The NTSB concluded that if the pilots had simply maintained a reduced airspeed while they responded to the situation, the aerodynamic forces on the airplane would not have increased significantly. At reduced airspeeds, the pilots should have been able to maintain control of the airplane long enough to either successfully troubleshoot and resolve the problem or return safely to the airport.

Contributing to the accident were Marlin Air, which conducted inadequate check rides, and the Federal Aviation Administration's (FAA) failure to detect and correct those deficiencies, which placed an ill-prepared pilot in the first officer's seat, the NTSB stated.

Results from the Board's investigation indicated that the captain did not adhere to procedures or comply with regulations, and that he routinely abbreviated checklists.

The NTSB concluded that the pilots' lack of discipline, lack of in-depth systems knowledge, and failure to adhere to procedures contributed to their inability to cope with anomalies experienced during the accident flight.

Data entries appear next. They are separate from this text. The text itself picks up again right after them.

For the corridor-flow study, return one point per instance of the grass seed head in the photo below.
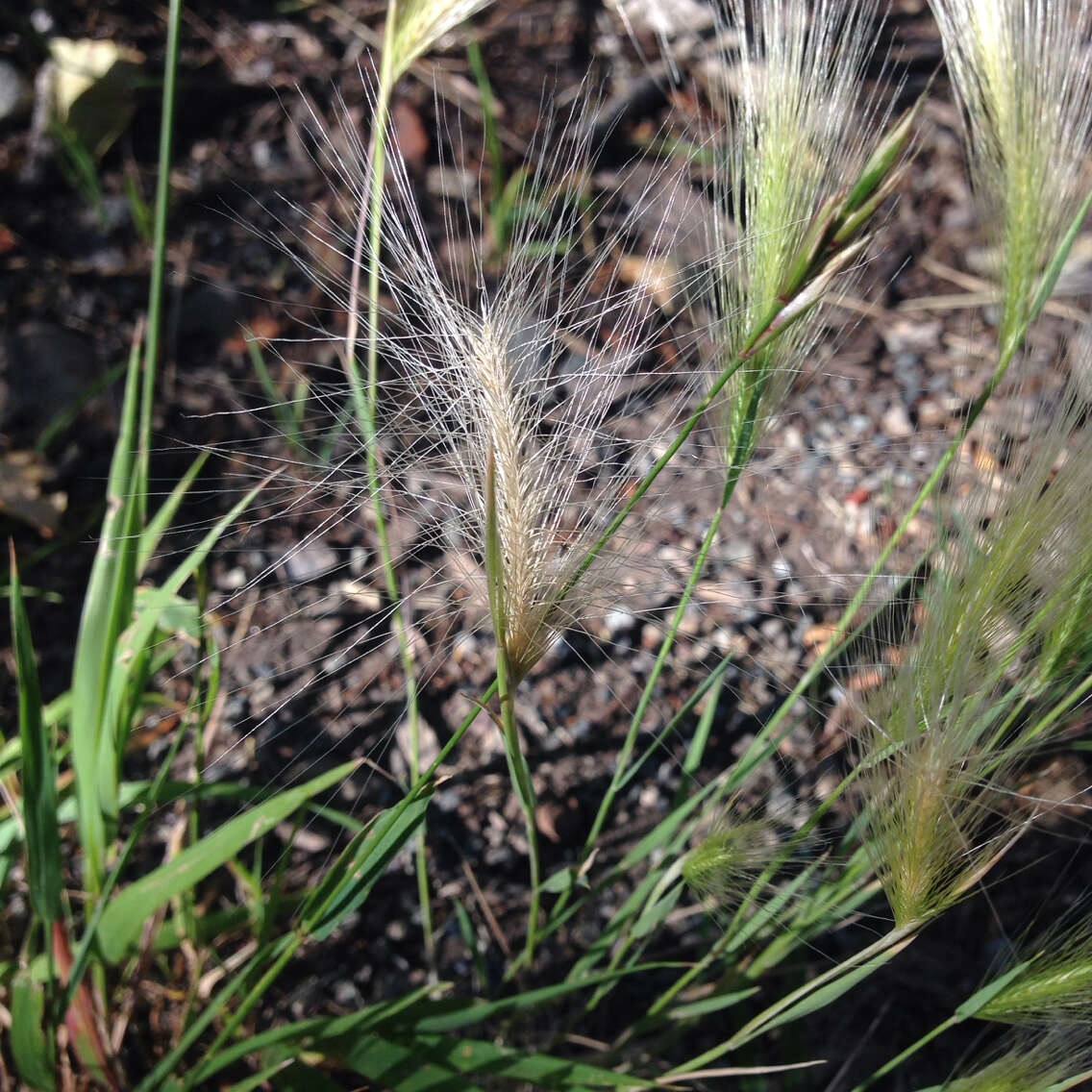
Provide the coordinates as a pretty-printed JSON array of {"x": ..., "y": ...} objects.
[
  {"x": 723, "y": 867},
  {"x": 519, "y": 377},
  {"x": 1055, "y": 986},
  {"x": 1024, "y": 75},
  {"x": 798, "y": 123},
  {"x": 419, "y": 24},
  {"x": 946, "y": 733},
  {"x": 1044, "y": 1064}
]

The Safety Board issued numerous recommendations to the FAA and the American Hospital Association regarding airplane and system deficiencies, FAA oversight, and the safety ramifications of an operator's financial health.

They included to the FAA:

  • Require all Part 91K and Part 135 operators to incorporate upset recovery training (similar to that described in the airplane upset recovery training aid used by many Part 121 operators) and related checklists and procedures into their training programs.
  • Require Cessna to redesign and retrofit the yaw damper and autopilot switches on the autopilot control panel in Citation series airplanes to make them easily distinguishable and to guard against unintentional pilot activation.
  • Conduct a detailed review of the oversight provided to Marlin Air to determine why the oversight system failed to detect (before and after the accident) and correct Marlin Air's operational deficiencies, particularly in the areas of pilot hiring, training, and adherence to procedures.